Trade and Investment Promotion Agency Wesgro remains in conversation with the United Kingdom (UK) about its exit from the European Union in an effort to mitigate any impact on the Western Cape.
“The UK is one of South Africa’s most important trade, tourism, and investment partners – and its exit from the EU poses an immediate concern for the South African economy with respect to exports and foreign direct investment (FDI) inflows,” said Michael Matongo, Wesgro international trade manager. “A potential negative direct impact of Brexit on South Africa is the loss of preferential trade arrangements with the UK if the UK is not part of the bilateral trade agreements, such as the SADC-EU Economic Partnership Agreement (SADC-EU EPA).”
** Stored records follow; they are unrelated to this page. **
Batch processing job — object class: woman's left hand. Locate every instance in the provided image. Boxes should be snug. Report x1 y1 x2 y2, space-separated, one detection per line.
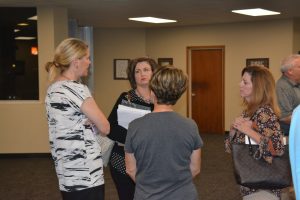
233 117 252 135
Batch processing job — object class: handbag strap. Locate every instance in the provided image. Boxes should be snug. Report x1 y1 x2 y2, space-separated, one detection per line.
231 132 254 156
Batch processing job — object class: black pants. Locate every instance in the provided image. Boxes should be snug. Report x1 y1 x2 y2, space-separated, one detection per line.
109 165 135 200
61 185 104 200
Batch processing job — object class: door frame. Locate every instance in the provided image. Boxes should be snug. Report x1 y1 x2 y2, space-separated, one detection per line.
186 45 225 133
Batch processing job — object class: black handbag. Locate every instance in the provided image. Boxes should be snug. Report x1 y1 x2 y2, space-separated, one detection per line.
232 137 292 189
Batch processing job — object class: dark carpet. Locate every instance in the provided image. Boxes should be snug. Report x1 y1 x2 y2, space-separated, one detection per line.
0 134 241 200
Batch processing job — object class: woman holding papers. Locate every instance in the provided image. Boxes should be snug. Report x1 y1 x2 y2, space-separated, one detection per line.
125 67 203 200
108 57 157 200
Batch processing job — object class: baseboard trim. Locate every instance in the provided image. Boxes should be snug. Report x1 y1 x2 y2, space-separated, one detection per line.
0 153 51 159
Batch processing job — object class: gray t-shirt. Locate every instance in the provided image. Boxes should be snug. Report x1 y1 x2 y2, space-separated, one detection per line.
125 112 203 200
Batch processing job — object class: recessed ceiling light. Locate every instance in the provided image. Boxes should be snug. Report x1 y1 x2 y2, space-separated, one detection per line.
15 36 36 40
231 8 280 16
128 17 177 24
18 23 29 26
28 15 37 20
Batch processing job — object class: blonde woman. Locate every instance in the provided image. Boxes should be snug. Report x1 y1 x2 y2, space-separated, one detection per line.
45 38 110 200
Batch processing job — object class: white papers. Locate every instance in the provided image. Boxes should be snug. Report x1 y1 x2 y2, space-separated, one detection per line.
245 135 257 145
245 135 287 145
117 105 151 129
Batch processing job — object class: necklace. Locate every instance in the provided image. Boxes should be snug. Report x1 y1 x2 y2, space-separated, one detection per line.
135 89 152 104
61 74 73 81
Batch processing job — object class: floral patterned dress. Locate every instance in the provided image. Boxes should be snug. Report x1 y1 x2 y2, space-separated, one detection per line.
225 105 284 197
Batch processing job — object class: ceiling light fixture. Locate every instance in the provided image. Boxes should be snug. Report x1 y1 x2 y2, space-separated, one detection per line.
231 8 280 16
15 36 36 40
128 17 177 24
17 23 29 26
28 15 37 20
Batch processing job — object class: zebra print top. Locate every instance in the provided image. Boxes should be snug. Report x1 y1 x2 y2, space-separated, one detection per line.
45 81 104 192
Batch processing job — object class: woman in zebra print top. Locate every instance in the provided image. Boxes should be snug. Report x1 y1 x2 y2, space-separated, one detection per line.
45 38 110 200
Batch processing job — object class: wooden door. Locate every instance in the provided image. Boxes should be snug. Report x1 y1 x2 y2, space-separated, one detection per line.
190 47 224 134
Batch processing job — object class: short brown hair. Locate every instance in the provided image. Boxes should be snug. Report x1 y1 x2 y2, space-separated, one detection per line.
242 66 279 116
127 57 158 89
150 66 187 105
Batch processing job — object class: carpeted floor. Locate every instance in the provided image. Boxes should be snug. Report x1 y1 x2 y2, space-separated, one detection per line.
0 134 241 200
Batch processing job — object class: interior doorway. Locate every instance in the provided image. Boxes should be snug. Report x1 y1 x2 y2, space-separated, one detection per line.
187 46 225 134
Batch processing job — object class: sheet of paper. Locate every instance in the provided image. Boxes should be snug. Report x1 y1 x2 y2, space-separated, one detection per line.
117 105 151 129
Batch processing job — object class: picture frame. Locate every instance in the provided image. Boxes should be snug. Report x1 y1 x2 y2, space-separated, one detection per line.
157 58 173 67
246 58 269 68
114 59 130 80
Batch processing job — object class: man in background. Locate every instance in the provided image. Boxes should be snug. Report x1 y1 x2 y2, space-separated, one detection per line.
276 54 300 200
276 54 300 136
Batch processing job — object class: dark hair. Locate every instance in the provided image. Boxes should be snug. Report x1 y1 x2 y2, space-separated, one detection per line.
127 57 158 89
150 66 188 105
242 65 279 116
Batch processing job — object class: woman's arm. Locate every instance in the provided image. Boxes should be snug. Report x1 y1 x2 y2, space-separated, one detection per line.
80 97 110 135
108 93 127 144
125 152 136 182
190 148 201 177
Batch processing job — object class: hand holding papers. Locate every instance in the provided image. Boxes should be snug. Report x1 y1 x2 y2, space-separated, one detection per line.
117 104 151 129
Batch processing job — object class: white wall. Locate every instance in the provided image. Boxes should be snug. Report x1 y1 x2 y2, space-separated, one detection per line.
0 17 299 153
0 7 67 153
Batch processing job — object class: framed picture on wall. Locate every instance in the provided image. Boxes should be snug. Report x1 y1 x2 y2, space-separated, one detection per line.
157 58 173 66
246 58 269 68
114 59 130 80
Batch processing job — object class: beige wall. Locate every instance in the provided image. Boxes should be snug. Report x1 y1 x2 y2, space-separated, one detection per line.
0 15 298 153
146 20 293 130
0 7 68 153
94 29 146 116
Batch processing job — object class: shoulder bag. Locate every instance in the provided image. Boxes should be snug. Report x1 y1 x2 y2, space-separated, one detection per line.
232 137 292 189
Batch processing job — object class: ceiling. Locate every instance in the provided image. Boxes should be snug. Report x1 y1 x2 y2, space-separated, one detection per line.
0 0 300 28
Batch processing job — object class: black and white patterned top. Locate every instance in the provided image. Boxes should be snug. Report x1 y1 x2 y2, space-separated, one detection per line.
108 89 154 175
45 81 104 192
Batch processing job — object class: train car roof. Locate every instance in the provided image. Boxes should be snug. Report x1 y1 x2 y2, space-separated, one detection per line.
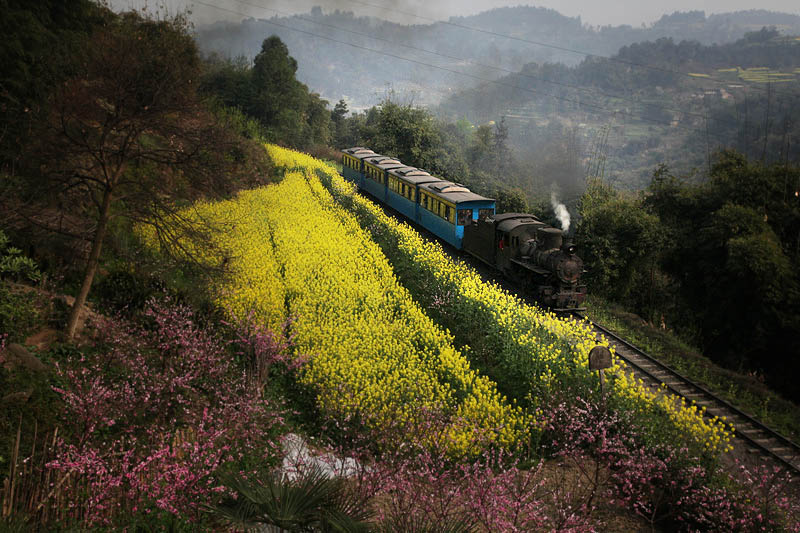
389 167 442 185
420 180 494 204
489 213 545 233
367 157 406 170
342 146 378 159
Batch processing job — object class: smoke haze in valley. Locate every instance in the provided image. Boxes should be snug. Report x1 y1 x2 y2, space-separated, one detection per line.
109 0 800 26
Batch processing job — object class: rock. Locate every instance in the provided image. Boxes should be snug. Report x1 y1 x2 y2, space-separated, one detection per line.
25 328 59 352
5 343 47 372
281 433 361 479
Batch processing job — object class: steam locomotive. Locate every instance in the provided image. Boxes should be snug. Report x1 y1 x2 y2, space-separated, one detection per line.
342 146 586 311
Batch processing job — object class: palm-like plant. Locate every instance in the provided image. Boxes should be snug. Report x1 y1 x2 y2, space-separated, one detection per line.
212 467 371 533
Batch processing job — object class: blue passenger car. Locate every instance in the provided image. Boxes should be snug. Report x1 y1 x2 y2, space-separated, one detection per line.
417 181 495 250
342 146 377 189
386 167 442 222
363 155 406 203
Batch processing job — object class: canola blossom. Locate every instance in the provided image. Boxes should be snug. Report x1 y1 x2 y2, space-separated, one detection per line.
151 151 529 454
267 146 733 454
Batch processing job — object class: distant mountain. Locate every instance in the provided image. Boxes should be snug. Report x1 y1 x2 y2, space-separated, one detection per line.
197 6 800 108
437 27 800 188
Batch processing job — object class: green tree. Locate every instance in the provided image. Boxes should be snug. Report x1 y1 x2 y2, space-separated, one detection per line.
14 13 242 338
575 179 663 312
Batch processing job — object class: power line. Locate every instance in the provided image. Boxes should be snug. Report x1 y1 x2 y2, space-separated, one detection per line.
347 0 793 96
194 0 744 141
216 0 739 127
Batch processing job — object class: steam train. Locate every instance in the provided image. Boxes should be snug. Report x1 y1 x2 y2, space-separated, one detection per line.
342 146 586 311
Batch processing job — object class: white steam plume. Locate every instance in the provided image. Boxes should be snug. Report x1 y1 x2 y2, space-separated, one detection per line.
550 192 569 233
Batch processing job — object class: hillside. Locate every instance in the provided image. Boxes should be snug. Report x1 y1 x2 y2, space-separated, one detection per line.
439 30 800 189
197 6 800 109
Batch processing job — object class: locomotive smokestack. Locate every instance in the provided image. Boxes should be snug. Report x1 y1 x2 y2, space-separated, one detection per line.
536 224 563 250
550 192 570 233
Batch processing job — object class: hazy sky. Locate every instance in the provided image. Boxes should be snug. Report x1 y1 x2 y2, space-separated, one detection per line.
111 0 800 26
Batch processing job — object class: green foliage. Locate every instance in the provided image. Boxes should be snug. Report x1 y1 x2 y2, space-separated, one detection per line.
200 35 338 148
0 230 42 282
577 151 800 398
213 466 370 533
575 179 664 307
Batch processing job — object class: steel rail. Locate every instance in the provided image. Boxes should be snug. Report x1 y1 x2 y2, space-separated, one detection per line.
570 311 800 475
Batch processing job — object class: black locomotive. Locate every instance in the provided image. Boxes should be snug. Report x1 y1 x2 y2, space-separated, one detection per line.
462 213 586 311
342 146 586 311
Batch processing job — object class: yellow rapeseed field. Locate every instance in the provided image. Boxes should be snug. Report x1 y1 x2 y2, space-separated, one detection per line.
268 146 733 453
149 148 529 453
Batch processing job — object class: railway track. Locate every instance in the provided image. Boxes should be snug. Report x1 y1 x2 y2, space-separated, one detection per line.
571 312 800 477
360 186 800 479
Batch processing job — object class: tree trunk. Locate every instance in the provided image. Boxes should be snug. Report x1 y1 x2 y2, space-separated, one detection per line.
67 188 111 340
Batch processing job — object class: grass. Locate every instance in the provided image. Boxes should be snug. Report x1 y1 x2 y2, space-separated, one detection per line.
587 296 800 442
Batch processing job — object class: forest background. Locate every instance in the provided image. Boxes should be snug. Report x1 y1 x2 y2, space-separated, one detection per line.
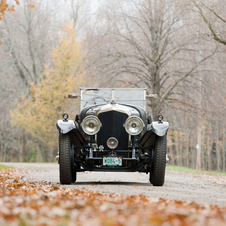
0 0 226 172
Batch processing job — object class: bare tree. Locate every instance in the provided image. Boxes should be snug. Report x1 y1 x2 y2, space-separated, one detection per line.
193 1 226 45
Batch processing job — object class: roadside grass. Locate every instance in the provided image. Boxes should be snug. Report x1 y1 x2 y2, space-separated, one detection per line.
0 164 14 170
166 165 226 176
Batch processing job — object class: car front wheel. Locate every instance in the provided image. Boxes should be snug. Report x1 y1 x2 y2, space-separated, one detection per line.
150 135 167 186
59 133 73 184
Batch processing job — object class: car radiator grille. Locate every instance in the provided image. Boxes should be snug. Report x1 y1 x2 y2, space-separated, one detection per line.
97 111 128 152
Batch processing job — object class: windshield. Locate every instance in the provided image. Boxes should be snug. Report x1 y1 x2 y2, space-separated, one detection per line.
81 88 146 109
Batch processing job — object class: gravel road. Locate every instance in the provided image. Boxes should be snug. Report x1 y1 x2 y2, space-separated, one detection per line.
1 163 226 206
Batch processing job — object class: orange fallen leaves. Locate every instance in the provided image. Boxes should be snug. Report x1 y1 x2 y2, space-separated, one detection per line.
0 169 226 226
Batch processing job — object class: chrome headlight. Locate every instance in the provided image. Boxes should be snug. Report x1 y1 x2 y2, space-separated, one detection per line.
125 116 144 136
107 137 118 149
81 115 101 135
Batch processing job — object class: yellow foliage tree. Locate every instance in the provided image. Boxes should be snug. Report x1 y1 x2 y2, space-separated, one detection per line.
11 24 83 147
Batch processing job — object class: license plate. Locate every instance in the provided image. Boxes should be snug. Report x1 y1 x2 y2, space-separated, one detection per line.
103 157 122 166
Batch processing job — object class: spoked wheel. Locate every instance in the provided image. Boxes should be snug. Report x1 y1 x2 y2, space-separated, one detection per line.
150 135 167 186
59 133 76 184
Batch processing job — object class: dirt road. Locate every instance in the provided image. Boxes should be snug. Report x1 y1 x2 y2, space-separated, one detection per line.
1 163 226 206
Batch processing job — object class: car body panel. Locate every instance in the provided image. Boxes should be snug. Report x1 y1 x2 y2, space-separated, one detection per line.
57 88 169 182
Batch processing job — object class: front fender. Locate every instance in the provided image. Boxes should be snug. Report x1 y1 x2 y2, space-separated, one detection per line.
56 120 77 134
147 122 169 137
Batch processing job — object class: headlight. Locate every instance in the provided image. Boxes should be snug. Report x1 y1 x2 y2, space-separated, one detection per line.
82 115 101 135
125 116 144 136
107 137 118 149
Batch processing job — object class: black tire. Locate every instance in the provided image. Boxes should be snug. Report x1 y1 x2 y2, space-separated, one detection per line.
59 133 72 184
150 135 167 186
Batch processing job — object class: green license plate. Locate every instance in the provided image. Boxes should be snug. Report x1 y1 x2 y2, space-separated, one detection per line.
103 157 122 166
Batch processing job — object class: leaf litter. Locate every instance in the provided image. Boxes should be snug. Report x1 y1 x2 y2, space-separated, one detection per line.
0 169 226 226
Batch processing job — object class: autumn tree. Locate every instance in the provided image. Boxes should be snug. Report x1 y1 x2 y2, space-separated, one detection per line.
11 24 82 161
86 0 215 119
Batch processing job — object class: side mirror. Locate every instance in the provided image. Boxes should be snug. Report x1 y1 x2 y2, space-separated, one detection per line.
146 94 158 99
68 93 81 99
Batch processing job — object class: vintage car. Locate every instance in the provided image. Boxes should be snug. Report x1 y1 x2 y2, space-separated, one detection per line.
57 88 169 186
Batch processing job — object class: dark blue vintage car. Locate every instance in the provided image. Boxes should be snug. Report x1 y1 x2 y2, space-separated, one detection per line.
57 88 169 186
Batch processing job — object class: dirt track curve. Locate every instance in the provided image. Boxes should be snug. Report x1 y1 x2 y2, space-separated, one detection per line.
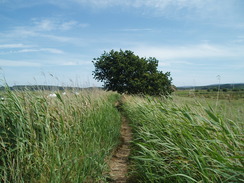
109 109 132 183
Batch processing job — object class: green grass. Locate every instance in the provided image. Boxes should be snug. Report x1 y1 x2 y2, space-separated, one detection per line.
0 90 120 183
124 97 244 182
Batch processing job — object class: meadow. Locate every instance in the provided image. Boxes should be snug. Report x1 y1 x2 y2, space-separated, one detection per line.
0 89 244 183
124 93 244 182
0 90 121 183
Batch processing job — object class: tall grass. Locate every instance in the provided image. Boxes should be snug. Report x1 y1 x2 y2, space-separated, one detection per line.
124 97 244 182
0 90 120 183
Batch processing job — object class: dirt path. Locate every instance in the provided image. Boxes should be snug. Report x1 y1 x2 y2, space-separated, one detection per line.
109 108 132 183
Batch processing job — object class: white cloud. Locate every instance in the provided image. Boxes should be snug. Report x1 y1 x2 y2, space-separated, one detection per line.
32 18 89 32
72 0 237 19
0 59 41 67
0 47 64 54
132 44 244 60
0 43 31 49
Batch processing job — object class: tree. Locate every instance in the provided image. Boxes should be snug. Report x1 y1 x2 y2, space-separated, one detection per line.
92 50 173 95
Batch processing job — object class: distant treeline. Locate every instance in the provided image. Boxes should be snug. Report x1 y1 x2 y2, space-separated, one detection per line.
177 83 244 90
0 85 102 91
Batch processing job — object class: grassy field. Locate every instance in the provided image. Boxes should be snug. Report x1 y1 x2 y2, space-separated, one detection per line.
0 89 244 183
0 90 120 183
124 93 244 182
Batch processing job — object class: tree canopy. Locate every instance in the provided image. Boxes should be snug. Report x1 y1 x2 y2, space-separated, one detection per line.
92 50 172 95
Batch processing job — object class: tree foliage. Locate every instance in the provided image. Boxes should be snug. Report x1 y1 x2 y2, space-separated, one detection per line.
92 50 172 95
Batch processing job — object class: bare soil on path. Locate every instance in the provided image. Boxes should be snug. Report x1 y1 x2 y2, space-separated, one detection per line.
109 111 132 183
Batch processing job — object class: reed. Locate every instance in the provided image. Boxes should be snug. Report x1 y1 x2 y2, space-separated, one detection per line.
124 96 244 182
0 89 120 183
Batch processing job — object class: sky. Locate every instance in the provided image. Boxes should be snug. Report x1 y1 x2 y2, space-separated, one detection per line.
0 0 244 87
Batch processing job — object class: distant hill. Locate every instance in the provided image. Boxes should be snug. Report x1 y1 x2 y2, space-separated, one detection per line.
177 83 244 90
0 85 101 91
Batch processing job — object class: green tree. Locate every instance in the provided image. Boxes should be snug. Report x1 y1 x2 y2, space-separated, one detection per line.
92 50 173 95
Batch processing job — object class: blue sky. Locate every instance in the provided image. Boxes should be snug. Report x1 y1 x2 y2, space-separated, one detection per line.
0 0 244 87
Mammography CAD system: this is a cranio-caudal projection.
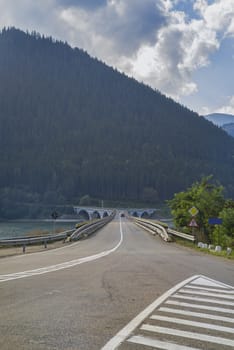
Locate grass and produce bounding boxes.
[175,238,234,260]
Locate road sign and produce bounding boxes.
[189,219,198,227]
[189,207,199,216]
[208,218,223,225]
[51,211,59,220]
He said according to research done by the Industrial Development Corporation, automotive and agro-processing industries would be most affected by the absence of the EPA when trading with the UK.
This could impact the Western Cape significantly where agriculture and agroprocessing were important economic contributors.
“Wines, for example, which previously enjoyed a 3.4% tariff, will in all probability now be required to pay a tariff of 10.2% once the UK exits the EU,” he told FTW.
Matongo said a trade mission was being planned to the UK in August this year while ongoing meetings were taking place to keep abreast of the situation around Brexit.
“It is not all negative,” he said. “On the positive side, Brexit may make it possible for South Africa to renegotiate trade agreements and increase exports to the UK. In addition, South Africa may be able to increase its supply of agricultural and agro-processed goods to both the UK and EU due to seasonal differences.”